Now they have to share the criticism of the media as well. Wow, okay.

Find another way to make your point, dear Author.


#6

Ummm, I read the whole GD article wondering when the motive of the shooter would be mentioned, or at least a lack of motive would be acknowledged. Sheesh.


#8

If that was sarcastic, you need to mark it as such while the edit is still open.


#9

Sadly, I don’t think it was. What a joyless, miserable excuse for a human being jtylerpittman must be.


#10

According to two of the linked articles, no clear motive has been established; police initially considered it to be an accident but have revised that consideration.

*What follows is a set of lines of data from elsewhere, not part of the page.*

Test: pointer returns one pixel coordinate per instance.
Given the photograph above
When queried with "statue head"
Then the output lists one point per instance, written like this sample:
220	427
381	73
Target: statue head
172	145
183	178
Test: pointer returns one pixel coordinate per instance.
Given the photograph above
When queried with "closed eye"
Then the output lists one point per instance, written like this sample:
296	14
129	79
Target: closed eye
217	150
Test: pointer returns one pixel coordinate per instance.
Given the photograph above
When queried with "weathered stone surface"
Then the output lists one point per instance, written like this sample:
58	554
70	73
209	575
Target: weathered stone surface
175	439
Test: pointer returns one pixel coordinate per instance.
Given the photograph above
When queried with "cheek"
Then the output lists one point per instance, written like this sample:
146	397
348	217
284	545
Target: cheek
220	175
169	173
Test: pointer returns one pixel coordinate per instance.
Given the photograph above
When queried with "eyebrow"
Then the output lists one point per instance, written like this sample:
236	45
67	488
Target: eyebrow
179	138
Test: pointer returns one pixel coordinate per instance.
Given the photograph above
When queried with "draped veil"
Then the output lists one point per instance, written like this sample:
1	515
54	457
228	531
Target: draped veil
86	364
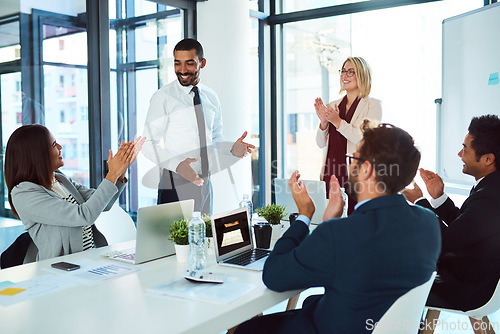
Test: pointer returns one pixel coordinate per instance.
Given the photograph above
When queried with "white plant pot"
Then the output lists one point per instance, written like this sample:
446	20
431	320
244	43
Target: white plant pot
209	246
277	232
182	253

But your point is well-taken. I grew so tired of the linking daisy-chain endemic to every article a long time ago. At least if the hypertext display states the basic idea or point contained in the linked article that helps with the narrative of the original article so I don’t have to go off elsewhere only to have to return once I uncover the missing information.


#11

Instead of criticizing the students who responded to the school massacres for not also talking about the day-in, day-out “urban” gun violence, is it too callous to ask: WHY DON’T URBAN YOUTH ORGANIZE? After all, they’re the movers & shakers of Black Lives Matter. So, it’s not like these youth don’t have a model for protest. I[ve seen local (Minneapolis,MN) campaigns with t-shirts saying “Put Down Guns, Pick Up Books!” That would be a start towards ending the carnage in urban neighborhoods.


#12

“the machinations of the NRA”

And the machinations of the NSSF, and others.

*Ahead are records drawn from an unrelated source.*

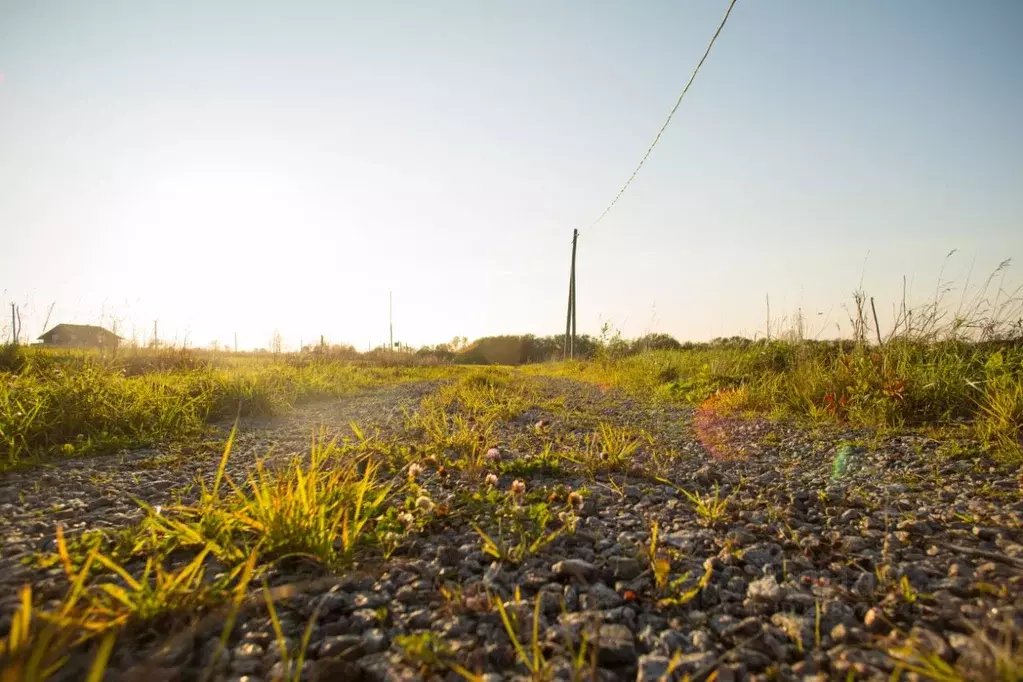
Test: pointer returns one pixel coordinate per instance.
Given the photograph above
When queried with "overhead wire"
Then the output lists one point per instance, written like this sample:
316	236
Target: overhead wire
671	114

The ‘gun lobby’ is not just the NRA.

See: https://www.opensecrets.org/industries./indus.php?cycle=2018&ind=Q13


#13

I wish I owned this forum. I’d block your ip, then you could rattle on some other forum that your free-dumb of speech was curtailed on one of them thar leftist sites.

Go cluck yourself.


#14

I agree about this person being joyless - let’s add useless as well.


#15

Urrban sub humans? What are you anyway? Get off this site!


#16

This story of Parkland is beginning to remind me of the Las Vegas incident–weeks later there are more questions than answers, and the story is falling apart under scrutiny.

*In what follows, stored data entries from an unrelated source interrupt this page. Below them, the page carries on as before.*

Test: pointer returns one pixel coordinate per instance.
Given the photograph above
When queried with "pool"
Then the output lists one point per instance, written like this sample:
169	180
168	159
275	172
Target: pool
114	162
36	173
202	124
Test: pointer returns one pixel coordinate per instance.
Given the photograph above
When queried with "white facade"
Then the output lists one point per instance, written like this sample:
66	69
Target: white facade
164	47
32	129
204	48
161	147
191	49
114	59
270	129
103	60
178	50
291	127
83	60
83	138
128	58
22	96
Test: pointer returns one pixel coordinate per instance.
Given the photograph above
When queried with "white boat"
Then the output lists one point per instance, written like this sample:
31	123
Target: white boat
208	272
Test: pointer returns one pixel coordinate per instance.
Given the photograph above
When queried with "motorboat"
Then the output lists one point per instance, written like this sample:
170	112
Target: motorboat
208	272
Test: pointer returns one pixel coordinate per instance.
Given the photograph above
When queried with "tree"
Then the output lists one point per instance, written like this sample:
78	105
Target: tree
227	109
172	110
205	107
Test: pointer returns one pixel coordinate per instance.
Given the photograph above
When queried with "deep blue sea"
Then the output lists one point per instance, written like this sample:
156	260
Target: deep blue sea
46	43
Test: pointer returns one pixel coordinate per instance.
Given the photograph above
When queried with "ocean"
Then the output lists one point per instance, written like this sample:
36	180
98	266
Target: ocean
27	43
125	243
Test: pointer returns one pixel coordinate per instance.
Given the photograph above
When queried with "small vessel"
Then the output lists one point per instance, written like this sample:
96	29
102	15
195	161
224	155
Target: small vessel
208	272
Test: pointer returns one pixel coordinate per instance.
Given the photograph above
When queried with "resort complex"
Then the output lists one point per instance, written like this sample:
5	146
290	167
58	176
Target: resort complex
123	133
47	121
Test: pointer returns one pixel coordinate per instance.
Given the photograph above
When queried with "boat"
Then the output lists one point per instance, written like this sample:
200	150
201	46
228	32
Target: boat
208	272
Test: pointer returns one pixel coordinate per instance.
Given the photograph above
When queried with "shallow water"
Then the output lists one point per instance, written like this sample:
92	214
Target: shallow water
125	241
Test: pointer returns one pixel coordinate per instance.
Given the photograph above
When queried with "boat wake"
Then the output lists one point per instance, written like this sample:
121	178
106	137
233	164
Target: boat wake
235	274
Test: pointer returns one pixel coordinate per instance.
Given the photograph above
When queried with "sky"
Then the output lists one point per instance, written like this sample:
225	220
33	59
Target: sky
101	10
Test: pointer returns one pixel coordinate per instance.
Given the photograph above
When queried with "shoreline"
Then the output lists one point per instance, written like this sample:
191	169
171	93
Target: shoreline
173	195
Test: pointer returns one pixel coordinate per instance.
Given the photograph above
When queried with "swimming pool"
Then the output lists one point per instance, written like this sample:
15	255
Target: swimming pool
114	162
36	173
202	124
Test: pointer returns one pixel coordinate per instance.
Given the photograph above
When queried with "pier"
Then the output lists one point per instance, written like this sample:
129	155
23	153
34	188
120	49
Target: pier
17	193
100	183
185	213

As Thomas Pynchon noted, if they can get you asking the wrong questions, they don’t have to worry about answers.


#17

Something is deeply wrong here when the machine can coopt any movement…institute a whole 17 minute protest which is nothing more then letting the students take a 15 minute smoke break outside as long as they stand there peacefully…and it is considered by everyone as some great statement of protest.


#18

Excuse me? I haven’t heard the story of the Parkland shooting in any way “falling apart.” In fact, (and @Dan_Harris) yesterday’s walkouts, all over the country, over 4 time zones of 10 AM, were the workings of a “machine” of our children’s own creation. No, it was not a smoke break. Kids in Detroit walked out in the cold. Some kids accepted detentions on their records because they thought raising their voices was worth it. What about the school that assembled on the football field to spell out #ENOUGH?

And just wait until the 24th, when they’ll be joined by supportive adults like me.


#19

Sorry if I upset you bkwrites…but I again will tell you no 17 minute strike ever accomplished anything…ever.

You want change you leave school en mass and you don’t go back until you are heard. Make it nationwide and undeniable for all the world to see and then perhaps…must maybe…you might get a little justice.

Regardless of who organized it, it was a lesson in how not to strike.


#20

Looked that way to me. And it’s far from the last action.


#21

Children walking in protest is proof of nothing except children walking in protest. High emotions and passions are proof of nothing except emotional involvement in what is basically a losing proposition.

I condemn nobody for their protests, but they are proof of nothing. They do not resolve the obvious questions: why a training exercise with screaming, yelling and the firing of blanks, talked about NOT by the media, but only a few teachers and students. No videos from the 26 video cameras inside. No interviews in the media with the school consultant for security. Essentially a cover-up just like the other cover-ups we have seen.